Complaints? I still haven't figured out how to mimic climbing on the damn thing, but I have hopes; after all I only have 3 hours seat time on it. It's also a bit pricey, costing in the $400-$550 range, depending on whether you have friends in the industry or a good equipment deal through your bike club. But then most good bike stuff is too expensive if it isn't free, right? The other weird thing is that with the heavier flywheel attached, intervals are a bit tough. Sudden violent power pulses make the rear wheel slip, spitting rubber dust on the floor and failing to transfer power to the flywheels. (The problem more or less disappears with the lighter flywheel). With the Rock & Roll base - no relation to Michael Ball - it's probably not really race-portable. Sure, the legs come off real easy, but who wants to haul a 50 pound trainer rig across a wet field to the warmup area atop the runup at a cross race? Not I, I'll stick to my Schlockmeister 5000 Shitetrainer for that mission.
Good points? It's comfortable for the long haul. It's easy to envision doing long zone 2 rides on this when you're snowed in. It's definitely VO2 interval-capable; the only reason I noticed the wheel spin is that I actually tried a couple real sprints, something I'd never do on a Schlockmeister trainer. The base is enormous, giving it real stability; even though it feels wobbly at first you'd have to dork it up pretty badly to manage to tip this rig over. It's reasonably quiet - you can use this and keep the TV on "Cessna taking off in the distance" volume, rather than "B-52 hitting the water injection right in front of me" levels. And the final good point is that it has good road feel; the heavy flywheel gives it a natural feel, and does not encourage you to develop the trademark herky-jerky trainer pedal stroke.

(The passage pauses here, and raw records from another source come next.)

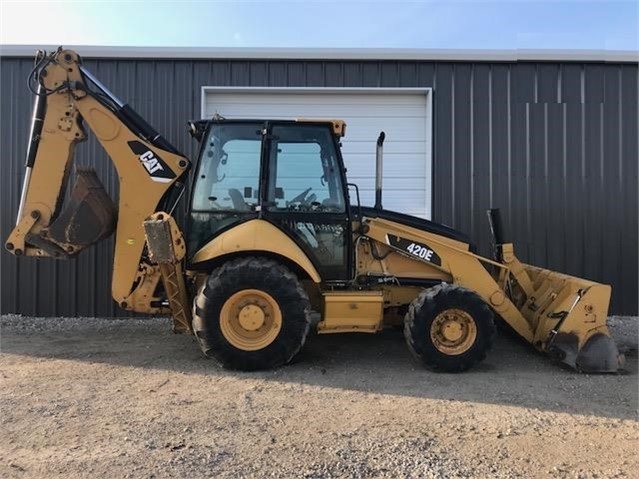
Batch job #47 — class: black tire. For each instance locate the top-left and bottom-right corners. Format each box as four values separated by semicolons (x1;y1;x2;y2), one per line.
193;257;311;371
404;283;496;372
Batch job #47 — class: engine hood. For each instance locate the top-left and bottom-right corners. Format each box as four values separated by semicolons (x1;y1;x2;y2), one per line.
360;206;475;251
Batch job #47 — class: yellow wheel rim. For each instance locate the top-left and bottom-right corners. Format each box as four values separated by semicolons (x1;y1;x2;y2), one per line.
430;309;477;356
220;289;282;351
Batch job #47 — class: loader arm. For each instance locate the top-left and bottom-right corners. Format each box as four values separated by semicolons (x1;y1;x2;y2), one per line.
5;49;190;312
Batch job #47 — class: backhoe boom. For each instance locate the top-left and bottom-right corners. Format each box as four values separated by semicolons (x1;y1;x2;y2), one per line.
6;50;190;313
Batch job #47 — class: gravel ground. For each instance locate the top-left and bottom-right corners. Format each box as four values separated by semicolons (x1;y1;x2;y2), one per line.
0;316;639;478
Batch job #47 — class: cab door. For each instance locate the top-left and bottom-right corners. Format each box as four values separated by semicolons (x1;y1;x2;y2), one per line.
263;122;352;281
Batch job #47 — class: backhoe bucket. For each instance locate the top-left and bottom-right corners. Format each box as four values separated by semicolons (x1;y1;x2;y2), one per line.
43;168;117;255
520;265;624;373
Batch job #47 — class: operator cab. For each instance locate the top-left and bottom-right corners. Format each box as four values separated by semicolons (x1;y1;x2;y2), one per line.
187;119;351;281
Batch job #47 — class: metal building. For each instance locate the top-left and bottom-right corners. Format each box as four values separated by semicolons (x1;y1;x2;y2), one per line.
0;47;639;316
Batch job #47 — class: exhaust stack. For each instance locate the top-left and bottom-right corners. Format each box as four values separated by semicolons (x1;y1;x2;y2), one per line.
375;131;386;210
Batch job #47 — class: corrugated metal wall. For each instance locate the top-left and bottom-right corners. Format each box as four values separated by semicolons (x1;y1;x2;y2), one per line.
0;57;639;316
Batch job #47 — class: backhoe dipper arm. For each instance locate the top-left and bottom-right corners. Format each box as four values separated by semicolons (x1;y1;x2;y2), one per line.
6;49;190;312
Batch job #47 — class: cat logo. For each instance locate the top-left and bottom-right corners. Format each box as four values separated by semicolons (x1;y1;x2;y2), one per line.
140;150;164;174
129;141;175;183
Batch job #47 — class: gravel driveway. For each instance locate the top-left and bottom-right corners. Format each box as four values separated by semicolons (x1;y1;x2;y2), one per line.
0;316;639;478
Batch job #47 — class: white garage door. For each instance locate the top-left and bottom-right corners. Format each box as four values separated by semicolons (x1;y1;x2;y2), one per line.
202;87;432;218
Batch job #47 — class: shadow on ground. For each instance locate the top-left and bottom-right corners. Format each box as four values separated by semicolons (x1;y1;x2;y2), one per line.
0;318;639;420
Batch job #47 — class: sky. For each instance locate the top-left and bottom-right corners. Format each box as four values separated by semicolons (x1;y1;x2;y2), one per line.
0;0;639;51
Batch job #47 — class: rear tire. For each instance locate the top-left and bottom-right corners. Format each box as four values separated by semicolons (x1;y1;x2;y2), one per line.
404;283;496;372
193;257;311;371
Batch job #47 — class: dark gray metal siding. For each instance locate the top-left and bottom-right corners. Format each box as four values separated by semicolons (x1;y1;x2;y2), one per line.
0;58;639;316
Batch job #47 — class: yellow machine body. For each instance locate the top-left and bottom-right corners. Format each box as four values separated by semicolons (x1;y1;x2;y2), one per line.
5;49;622;372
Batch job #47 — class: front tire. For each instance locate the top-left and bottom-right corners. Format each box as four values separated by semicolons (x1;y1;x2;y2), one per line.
404;283;496;372
193;257;311;371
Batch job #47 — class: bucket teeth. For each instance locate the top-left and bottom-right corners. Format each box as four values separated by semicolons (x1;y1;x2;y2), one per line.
547;332;625;373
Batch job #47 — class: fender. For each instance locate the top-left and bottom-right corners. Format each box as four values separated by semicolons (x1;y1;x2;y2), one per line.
192;219;321;283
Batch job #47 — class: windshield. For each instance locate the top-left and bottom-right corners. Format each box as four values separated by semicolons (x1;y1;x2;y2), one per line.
192;123;262;211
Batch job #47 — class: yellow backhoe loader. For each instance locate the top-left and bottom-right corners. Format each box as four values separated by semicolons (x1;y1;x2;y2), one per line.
5;49;623;372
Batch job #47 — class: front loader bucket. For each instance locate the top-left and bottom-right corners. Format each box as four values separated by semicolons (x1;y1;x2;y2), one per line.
520;265;624;373
43;168;117;255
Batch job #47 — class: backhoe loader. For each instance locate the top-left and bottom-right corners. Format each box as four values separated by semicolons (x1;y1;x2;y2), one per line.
5;48;623;372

The bottom line - pardon the expression - is that this is a trainer that even trainer-haters can embrace. It's comfortable enough to do your long base work on while watching Sportscenter (three times in a row) or to do heavy power intervals on. Couple it with a Powertap or SRM and you'll be in indoor, training data, why-ride-outside-I'm-only-here-for-the-dire-suffering heaven. Give it a shot if you're looking for a serious trainer upgrade, that will make your dire winter trainer sessions a lot less dire.
Don't buy it if: (1) your cycling is mainly recreational or commuting; (2) you have very limited space for working out; or (3) you seriously doubt your ability to stick to a hard, rigorous training regime with regular marathon (or short beatdown) trainer sessions.
Buy it if: (1) you need some way to wedge in very serious workouts of all sorts around your busy work and family schedule; (2) you are a serious cyclist (racer, rando rider) who *must* be in shape come spring, and your local weather frequently scrubs your training plans; (3) if you have the discipline to do heavy indoor training, which is still drudgery; (4) if regular trainers' goofy pedaling motion drives you nuts; (5) you have the cash on hand; and, most importantly, (6) if regular, non-flexing trainers simply give you a case of the ass, literally.